BlackBerry (NYSE:BB) is set to post first quarter results on Wednesday and investors will keep an eye on guidance, along with updates on ongoing restructuring and cost reduction.
Wall Street expects the Waterloo, Canada-based company to post EPS of -$0.03, while revenue is expected to be $134.05 million, representing a fall of over 60%.
Earlier in April, the company’s fourth quarter results beat analysts’ estimates. However, its quarterly sales guidance came below expectation.
Although the company benefited from its cybersecurity division during the fourth quarter, it still faces competition from deep pocketed rivals like Microsoft, who is aggressively investing in new technologies including AI.
RBC said it expects the quarter to be in line with consensus and guidance, but profitability could surprise to the upside, like the last several quarters.
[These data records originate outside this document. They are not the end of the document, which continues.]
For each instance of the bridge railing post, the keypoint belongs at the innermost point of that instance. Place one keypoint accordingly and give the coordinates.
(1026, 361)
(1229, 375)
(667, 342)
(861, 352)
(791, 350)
The brokerage forecast IoT revenue to fall 10% Y/Y, while cybersecurity is expected to drop 14% Y/Y to $80 million.
Seeking Alpha analyst Dilantha De Silva said lack of R&D investments may lead to BlackBerry’s cybersecurity products going out of sync with current market requirements.
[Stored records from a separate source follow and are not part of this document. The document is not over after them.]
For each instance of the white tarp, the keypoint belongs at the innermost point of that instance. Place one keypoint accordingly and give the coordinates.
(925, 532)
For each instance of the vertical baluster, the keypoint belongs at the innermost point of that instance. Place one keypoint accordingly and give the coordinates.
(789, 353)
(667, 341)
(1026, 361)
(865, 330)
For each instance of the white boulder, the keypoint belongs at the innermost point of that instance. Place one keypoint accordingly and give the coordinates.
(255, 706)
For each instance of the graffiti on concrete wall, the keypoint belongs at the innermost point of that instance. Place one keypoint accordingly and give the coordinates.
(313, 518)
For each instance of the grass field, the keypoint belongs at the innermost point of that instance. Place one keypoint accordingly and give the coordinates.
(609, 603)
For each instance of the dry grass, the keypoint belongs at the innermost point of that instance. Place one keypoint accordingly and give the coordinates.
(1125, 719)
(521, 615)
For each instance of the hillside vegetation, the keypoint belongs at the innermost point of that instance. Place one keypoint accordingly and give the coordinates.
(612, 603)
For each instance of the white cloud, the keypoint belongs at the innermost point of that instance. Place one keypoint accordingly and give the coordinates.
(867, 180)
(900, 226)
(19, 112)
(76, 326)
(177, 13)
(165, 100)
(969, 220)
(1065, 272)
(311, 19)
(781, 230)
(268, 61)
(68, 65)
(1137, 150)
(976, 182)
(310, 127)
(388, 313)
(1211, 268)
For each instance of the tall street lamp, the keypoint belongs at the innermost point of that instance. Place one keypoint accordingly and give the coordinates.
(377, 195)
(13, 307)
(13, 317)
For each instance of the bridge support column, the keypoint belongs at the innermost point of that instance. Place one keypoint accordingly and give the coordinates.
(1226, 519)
Seeking Alpha analysts and Wall Street are cautious and rated the stock as Hold, while Seeking Alpha’s Quant ratings consider it a Sell, with a score of 1.57 out of 5.
“We expect management to provide an update on the separation of the IoT and Cybersecurity business units and ongoing restructuring efforts, including a possible timeframe for segmented financials,” RBC analyst Paul Treiber, adding that until BlackBerry’s business stabilizes and the market gains confidence in a sustained move to profitability, valuation is expected to remain under pressure.
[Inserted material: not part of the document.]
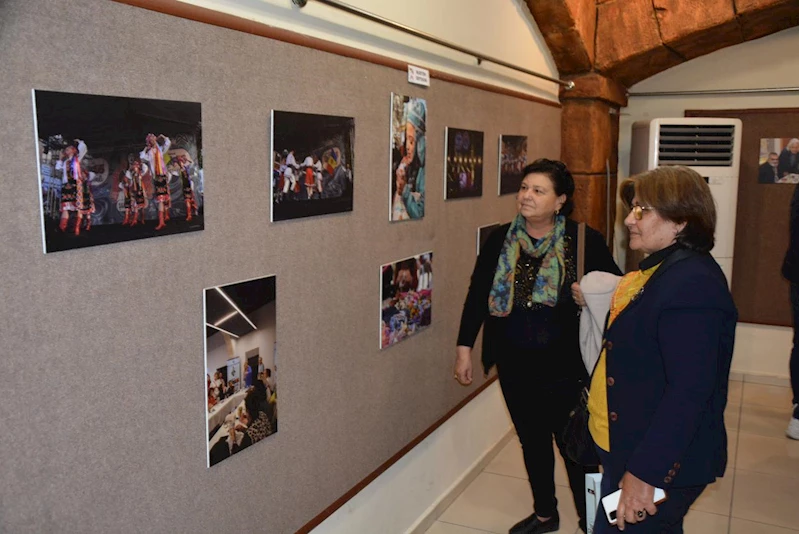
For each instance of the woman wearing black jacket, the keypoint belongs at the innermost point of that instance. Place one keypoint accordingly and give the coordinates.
(521, 292)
Over the last two years, BlackBerry has beaten EPS estimates 100% of the time and has beaten revenue estimates 75% of the time.
Over the last three months, EPS and revenue estimates have seen no upward revisions, compared to five downward revisions for EPS and four for revenue.
U.S.-listed shares of the once-iconic device maker lost nearly 37% so far this year, compared to the over 14% gain in the broader S&P500 Index.